“Rain Tax” Repeal Won’t Stop Stormwater Spending Mandates
Originally published in the County Times
With competing measures to either repeal or reform the state’s stormwater management fee — more commonly known as the “rain tax” — making their way through the Annapolis legislature one thing that will not change is the federal mandate that the counties still find ways to pay for pollution control measures aimed at cleaning up the Chesapeake
Bay Watershed.
Gov. Larry Hogan has come out with a bill to repeal the requirement that counties impose the tax entirely while Senate President Thomas V. “Mike” Miller’s bill would take away the mandate as well but would make counties ensure they have a plan to pay for the federal pollution control mandates.
An economist from the Maryland Public Policy Institute (MPPI), though, says that even if either measure passes it might not change much in the real world.
“The federal mandate is statewide,” said John Walters of the MPPI think tank. “The bottom line is some money is going to be spent on curbing pollution.
“There are some things that are disingenuous about the repeal effort.”
The problems that exist with any kind of reform or repeal effort are these, Walters said.
First there is no guarantee that with a repeal or reform that counties will actually choose to rescind the stormwater fees they already have in place.
St. Mary’s County currently has no stormwater management fee but it is in line to have one due to its population nearing or exceeding 100,000 residents.
If neither bill passes in the legislature this year the “rain tax” will still be in effect in 10 jurisdictions.
Despite its being unpopular as a draconion revenue measure, the rain tax has raised about $110 million each year since its inception in 2012.
That money has been redistributed to the 10 jurisdictions that enacted the tax to pay for stormwater management projects.
“Once the government is used to a revenue stream they’re usually loathe to give it up,” Walters said. “Even if you repeal the bill that started [the rain tax] there’s no guarantee that the counties will repeal their fees because they probably want the revenue.”
Still there are positive aspects to moving the rain tax down to the control of counties, Walters said, especially since the state government has in the past made a pasttime of raiding certain funds to balance the operating budget against recurring revenue shortfalls.
Pushing that funding mandate to the counties could ensure that the pollution control money is used for what it was intended.
“That’s definitely an advantage,” Walters said. “It’s an interesting, sticky situation. I think some counties may keep it.”
In an analysis of the current rain tax Walters completed for the MPPI the counties could retain portions of the
$110 million, if there was a repeal that would have been collected but the state as a whole could face the possibility of many stormwater management projects going by the way side.
“Without that revenue, Gov. Hogan and county leaders would have to choose between letting local stormwater remediation projects — mandated by federal regulation — go unfunded or finding the money to pay for the projects in already tight state and local budgets,” Walters wrote in his Feb. 20 analysis.
County budgets are tight, to be sure said Commissioner Todd Morgan, and no matter which bill passes to reform the tax or repeal it outright counties will likely face the fact that they will have to deal with the cost burden on their own.

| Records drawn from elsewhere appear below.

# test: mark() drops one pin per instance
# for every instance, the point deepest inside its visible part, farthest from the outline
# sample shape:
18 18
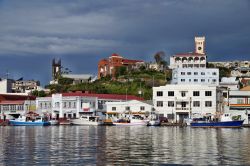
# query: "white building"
134 107
193 76
196 59
179 102
230 83
71 105
237 102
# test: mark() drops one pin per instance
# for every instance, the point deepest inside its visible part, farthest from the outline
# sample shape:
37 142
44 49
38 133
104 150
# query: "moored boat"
225 121
131 122
22 121
87 121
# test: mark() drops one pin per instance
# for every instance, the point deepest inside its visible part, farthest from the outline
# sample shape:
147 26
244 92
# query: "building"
11 106
108 67
193 76
196 59
178 102
132 107
241 72
71 105
237 102
79 78
6 85
230 83
25 86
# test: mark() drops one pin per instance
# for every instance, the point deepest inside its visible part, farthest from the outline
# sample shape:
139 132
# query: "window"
183 94
240 101
208 93
196 93
170 103
159 103
170 93
127 108
208 103
196 104
159 93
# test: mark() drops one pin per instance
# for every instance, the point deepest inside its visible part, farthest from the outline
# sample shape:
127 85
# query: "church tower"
56 69
200 45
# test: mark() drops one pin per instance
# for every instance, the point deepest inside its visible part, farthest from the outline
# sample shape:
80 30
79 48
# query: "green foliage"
38 93
65 81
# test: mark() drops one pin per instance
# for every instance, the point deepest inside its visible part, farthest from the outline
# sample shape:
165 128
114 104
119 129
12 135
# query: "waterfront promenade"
113 145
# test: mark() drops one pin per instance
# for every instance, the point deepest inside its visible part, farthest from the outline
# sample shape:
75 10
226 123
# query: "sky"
81 32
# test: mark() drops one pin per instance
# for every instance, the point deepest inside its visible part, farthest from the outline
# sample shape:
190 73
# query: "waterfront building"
241 72
133 107
18 86
179 102
72 105
79 78
230 83
202 76
11 106
196 59
108 67
237 103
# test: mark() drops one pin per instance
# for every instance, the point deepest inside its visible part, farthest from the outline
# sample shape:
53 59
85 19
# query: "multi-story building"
71 105
133 107
23 86
179 102
237 102
193 76
11 106
196 59
108 67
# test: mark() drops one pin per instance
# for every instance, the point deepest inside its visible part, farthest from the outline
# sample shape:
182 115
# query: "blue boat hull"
17 123
218 124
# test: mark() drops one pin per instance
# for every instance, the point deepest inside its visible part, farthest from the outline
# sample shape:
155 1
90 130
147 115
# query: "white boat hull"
84 122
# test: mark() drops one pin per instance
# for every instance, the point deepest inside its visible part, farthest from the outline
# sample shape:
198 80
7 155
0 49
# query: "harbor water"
113 145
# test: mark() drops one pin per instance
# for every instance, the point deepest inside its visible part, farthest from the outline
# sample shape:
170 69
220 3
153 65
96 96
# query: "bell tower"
56 69
199 45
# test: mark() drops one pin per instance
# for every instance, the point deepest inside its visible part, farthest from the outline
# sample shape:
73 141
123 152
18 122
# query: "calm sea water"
113 145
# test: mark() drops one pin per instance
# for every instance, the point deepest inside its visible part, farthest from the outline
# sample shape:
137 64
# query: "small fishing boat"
225 121
23 121
131 122
87 121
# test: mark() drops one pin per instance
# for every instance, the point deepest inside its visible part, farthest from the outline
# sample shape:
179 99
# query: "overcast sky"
33 32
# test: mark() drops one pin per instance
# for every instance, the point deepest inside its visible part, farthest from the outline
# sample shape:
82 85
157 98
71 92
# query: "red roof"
115 54
189 54
104 96
15 97
130 61
12 102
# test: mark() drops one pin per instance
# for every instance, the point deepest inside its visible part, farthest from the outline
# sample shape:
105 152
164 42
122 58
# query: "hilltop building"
108 67
58 71
196 59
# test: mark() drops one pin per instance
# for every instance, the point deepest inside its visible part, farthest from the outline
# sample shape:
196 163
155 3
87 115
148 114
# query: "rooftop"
104 96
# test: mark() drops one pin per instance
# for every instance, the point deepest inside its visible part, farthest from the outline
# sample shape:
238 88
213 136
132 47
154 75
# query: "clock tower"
199 45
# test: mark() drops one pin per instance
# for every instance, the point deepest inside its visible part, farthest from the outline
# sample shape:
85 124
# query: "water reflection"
100 145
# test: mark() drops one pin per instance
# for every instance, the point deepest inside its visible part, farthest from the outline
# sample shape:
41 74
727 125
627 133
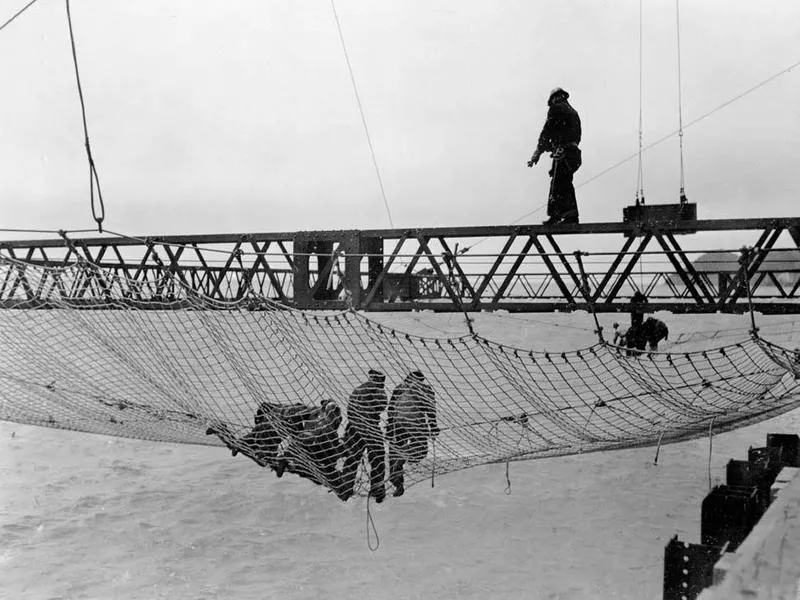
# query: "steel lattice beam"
524 269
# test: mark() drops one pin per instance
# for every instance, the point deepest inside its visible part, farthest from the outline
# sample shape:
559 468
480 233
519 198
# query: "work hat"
556 93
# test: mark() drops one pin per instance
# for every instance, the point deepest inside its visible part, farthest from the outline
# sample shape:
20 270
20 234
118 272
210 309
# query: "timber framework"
528 268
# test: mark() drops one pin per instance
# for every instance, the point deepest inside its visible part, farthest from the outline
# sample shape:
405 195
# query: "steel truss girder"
386 270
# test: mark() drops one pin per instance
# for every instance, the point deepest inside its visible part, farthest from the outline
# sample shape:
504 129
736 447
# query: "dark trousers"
411 446
562 193
357 438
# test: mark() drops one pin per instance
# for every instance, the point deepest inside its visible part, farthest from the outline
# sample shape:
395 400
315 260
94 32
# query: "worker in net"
411 422
363 433
560 136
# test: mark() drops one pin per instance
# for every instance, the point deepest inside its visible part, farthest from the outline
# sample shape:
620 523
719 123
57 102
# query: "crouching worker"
363 433
314 452
652 332
638 337
411 423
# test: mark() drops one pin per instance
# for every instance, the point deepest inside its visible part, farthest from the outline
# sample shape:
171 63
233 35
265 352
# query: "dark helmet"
557 94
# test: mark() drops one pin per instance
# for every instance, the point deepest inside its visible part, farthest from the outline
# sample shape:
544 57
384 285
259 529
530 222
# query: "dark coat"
562 128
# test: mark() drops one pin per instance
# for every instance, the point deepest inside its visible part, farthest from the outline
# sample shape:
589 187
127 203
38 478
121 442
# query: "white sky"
239 116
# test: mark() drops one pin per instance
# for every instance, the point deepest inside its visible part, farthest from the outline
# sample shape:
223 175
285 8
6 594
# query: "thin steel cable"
680 96
361 112
17 14
93 177
639 173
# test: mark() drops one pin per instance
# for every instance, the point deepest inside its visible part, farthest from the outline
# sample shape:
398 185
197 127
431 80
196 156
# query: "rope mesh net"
351 404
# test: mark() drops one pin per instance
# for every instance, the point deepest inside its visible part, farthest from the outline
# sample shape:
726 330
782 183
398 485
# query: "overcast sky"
239 116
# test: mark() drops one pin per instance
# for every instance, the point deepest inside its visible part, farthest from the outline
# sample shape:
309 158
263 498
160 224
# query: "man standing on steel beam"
560 136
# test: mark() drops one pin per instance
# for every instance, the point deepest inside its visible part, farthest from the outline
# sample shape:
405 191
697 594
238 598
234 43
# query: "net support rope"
349 403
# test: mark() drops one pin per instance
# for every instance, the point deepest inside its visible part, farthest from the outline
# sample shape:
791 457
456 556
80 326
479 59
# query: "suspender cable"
93 178
639 176
16 14
680 108
361 112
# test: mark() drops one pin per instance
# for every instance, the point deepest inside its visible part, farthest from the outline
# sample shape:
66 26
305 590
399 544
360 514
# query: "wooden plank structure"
526 268
767 564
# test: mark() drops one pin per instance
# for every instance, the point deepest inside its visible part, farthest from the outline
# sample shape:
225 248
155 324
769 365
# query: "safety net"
346 402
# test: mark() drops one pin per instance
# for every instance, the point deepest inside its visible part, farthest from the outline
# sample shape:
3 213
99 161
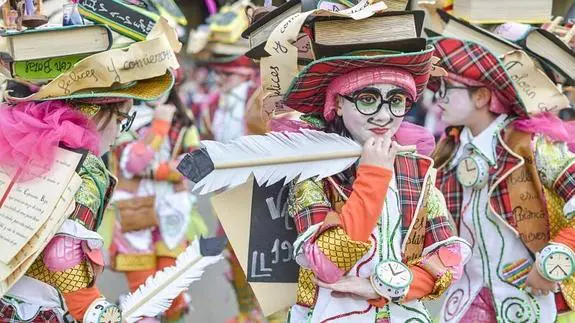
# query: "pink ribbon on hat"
350 82
497 104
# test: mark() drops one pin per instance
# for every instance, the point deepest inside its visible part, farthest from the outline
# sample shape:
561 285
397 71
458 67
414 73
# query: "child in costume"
60 284
374 240
147 172
507 177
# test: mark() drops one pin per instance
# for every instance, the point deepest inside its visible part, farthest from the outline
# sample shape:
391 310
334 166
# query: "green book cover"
45 68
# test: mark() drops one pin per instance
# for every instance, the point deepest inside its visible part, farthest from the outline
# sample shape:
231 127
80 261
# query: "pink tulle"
549 125
408 133
31 131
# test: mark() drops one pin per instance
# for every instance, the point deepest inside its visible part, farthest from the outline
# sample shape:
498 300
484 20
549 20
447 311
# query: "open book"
32 211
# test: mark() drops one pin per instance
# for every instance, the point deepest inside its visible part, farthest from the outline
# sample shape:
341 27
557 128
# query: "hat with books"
474 65
385 46
79 63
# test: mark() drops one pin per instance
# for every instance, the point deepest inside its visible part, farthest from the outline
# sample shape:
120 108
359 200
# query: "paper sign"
139 61
26 206
535 89
281 67
11 273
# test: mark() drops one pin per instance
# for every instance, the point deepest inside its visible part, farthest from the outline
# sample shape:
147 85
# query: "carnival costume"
510 191
365 218
60 284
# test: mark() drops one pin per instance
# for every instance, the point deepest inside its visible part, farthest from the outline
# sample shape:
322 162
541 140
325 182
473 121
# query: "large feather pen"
271 158
156 294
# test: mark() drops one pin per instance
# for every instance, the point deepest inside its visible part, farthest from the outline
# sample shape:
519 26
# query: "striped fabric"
307 91
470 60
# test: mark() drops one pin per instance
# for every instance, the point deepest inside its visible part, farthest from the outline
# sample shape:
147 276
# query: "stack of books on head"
38 55
500 11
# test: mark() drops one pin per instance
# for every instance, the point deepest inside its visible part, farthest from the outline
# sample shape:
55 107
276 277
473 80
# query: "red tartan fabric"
410 171
8 314
473 61
307 92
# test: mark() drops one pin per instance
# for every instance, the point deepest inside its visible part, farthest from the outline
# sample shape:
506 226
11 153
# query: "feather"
275 157
156 294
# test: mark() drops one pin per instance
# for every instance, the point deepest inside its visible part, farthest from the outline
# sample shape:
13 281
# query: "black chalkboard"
272 233
125 19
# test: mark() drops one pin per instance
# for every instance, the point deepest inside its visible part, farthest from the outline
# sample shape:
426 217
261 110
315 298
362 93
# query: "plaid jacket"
410 173
557 174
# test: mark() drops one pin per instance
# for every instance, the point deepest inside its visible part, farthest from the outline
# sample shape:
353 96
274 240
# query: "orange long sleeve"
421 286
361 211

The rain tax is not the only thing that the county has to worry about either, Morgan said.
“Let’s not forget we’ve got the WIP out there,” Morgan said of the state’s Watershed Implementation Plan that sets stringent controls on sediment, nitrogen and phosphorus going into the watershed aside from the rain tax. “This [rain tax reform] could be an unfunded mandate put down on us.
“Every county is going to have to find a way to deal with it. There’s no help from the feds.”
Commissioner Tom Jarboe said that the WIP on its own could cost hundreds of millions of dollars aside from any revenue collected from a rain tax. Either or both would have a dampening effect on economic growth here.
“It will cost us millions of millions of dollars, people just can’t follow through,” Jarboe said. “It stops us from moving forward with economic development because we have to keep up with mandates from up on high.”
Jarboe said rain tax reforms would likely only delay the inevitable.
“If anything it’s a delay of game,” Jarboe said. “It’s probably more political than it is substantive.”